The second man—or boy perhaps, thought John, because he didn't look any older than Boy Genuis over there—was even sweeter-faced than the young scientist in question (if that was possible). He had full, sweet lips and a lithe build and oh the things he could do with that body… He didn't wear his suit as well as Eye Candy…but then again, suits were meant for looking good crumpled up at the foot of the bed…

As for the woman… well… definitely no complaints. She had classically attractive features, but more than that, he appreciated that while she dressed herself in a stuffed suit to keep up, no doubt, with the sad gender bias of the current century, she seemed to have a streak of individuality—a large turquoise and wood bead necklace that he doubted was standard MIB issue (not that he actually put in stock in Men in Black, per se, but it was pretty obvious, at least to a well trained Time Agent eye, that the lead guy was carrying a gun, and that meant he had to be law enforcement of some flavour or colour.)

Lead Guy was still speaking to Ziva: "Who are you?" he wanted to know.
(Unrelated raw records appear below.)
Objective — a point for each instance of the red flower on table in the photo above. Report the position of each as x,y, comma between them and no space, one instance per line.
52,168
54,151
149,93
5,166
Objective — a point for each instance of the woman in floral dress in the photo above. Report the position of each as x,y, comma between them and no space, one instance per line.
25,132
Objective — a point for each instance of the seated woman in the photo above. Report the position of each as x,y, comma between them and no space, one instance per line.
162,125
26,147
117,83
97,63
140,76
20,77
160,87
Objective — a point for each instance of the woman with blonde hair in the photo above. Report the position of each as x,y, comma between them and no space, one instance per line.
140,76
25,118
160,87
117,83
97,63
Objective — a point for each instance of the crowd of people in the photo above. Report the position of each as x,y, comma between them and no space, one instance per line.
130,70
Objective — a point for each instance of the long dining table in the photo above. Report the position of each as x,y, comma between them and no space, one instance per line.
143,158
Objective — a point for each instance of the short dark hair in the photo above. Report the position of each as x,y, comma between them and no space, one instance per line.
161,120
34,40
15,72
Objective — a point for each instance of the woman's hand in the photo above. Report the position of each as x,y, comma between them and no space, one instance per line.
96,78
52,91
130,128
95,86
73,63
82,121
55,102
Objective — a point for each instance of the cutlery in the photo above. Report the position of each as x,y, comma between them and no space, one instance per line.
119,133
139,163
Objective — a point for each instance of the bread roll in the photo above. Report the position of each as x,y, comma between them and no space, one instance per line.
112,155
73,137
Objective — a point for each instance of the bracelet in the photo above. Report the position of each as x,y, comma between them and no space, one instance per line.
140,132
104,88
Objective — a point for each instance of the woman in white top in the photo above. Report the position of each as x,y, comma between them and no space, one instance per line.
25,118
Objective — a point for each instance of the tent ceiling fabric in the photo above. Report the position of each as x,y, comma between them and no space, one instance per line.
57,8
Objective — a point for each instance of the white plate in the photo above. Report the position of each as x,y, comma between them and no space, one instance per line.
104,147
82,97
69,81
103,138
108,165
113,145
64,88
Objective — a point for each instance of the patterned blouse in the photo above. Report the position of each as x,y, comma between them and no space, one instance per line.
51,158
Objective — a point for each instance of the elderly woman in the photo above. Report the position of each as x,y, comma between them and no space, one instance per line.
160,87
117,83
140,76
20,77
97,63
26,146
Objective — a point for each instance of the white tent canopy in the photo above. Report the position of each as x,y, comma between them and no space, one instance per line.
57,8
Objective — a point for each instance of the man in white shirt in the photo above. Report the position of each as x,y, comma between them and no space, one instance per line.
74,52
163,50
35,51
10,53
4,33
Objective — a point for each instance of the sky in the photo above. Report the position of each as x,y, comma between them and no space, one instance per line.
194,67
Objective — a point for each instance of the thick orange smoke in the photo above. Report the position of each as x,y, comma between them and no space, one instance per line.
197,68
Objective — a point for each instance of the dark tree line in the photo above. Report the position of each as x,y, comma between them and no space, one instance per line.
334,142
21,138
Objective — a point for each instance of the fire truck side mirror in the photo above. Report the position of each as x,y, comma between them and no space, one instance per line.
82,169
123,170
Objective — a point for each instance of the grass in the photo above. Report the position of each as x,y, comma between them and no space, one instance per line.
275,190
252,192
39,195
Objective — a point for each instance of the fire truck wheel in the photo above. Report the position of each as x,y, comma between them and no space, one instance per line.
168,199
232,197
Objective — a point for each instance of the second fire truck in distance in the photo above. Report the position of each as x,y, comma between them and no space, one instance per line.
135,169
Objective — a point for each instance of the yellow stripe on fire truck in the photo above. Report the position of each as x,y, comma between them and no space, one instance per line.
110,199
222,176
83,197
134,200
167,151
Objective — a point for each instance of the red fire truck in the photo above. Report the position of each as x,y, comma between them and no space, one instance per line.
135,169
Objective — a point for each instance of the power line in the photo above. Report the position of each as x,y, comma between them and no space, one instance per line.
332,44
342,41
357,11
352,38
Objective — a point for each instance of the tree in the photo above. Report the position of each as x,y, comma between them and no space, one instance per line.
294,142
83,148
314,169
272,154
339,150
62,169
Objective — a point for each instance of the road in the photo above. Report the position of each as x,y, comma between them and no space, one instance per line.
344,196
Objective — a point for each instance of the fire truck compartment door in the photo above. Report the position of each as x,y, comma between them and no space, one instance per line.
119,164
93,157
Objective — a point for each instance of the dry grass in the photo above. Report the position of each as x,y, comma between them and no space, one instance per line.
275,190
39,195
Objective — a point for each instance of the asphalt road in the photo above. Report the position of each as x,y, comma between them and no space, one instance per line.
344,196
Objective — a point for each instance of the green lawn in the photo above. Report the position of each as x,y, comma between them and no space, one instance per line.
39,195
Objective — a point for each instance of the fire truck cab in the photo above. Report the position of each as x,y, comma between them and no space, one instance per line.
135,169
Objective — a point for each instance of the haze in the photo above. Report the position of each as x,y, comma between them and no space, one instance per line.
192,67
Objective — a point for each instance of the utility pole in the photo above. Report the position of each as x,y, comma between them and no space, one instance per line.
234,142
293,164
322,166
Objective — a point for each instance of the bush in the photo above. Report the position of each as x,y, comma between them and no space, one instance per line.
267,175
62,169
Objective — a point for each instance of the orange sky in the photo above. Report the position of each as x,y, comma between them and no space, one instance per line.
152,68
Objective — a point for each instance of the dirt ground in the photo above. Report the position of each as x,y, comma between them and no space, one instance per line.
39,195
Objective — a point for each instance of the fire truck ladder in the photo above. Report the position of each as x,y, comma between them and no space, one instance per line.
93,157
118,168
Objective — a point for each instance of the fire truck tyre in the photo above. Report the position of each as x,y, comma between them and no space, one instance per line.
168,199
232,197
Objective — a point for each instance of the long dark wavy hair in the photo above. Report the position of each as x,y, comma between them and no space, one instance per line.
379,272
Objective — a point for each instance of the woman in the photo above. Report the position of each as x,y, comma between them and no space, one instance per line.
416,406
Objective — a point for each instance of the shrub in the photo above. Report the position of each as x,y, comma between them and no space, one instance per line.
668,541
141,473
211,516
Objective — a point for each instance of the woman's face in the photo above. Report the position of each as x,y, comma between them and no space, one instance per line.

Nobody had the authority to supersede local and federal authority…

"Ziva David," she turned towards him, hand extended. "Torchwood liaison to UNIT."

…_except Torchwood… _He blinked, visibly taken aback at the words 'Torchwood' and 'UNIT'; he opened up his mouth to say more, but Zack had started talking, addressing the woman:

"I'm sorry, Dr Brennan, I tried to go back to work," he began, speaking rapidly. Nervously.

_Like a kid whose hand's been caught in the cookie jar,_ thought John.

At the same time, Shane was on his feet, talking to her too, "Dr Brennan…I'm sure you don't remember me, but I attended a lecture you gave at Atlantic State a few years ago," he sounded just as nervous as Zack Addy. "My name is Shane, Shane Bruster—well… Dr Shane Bruster," he seemed uncomfortable with his own title. "It's an honour to meet you—you know, in person. I mean, your lecture was in person…" he gave over an embarrassed laugh. "I'm a huge admirer of your work, Dr Brennan—your real work I mean, not the writing. Not that there's anything wrong with the writing, your books are fascinating—" he added quickly, heat overtaking his cheeks.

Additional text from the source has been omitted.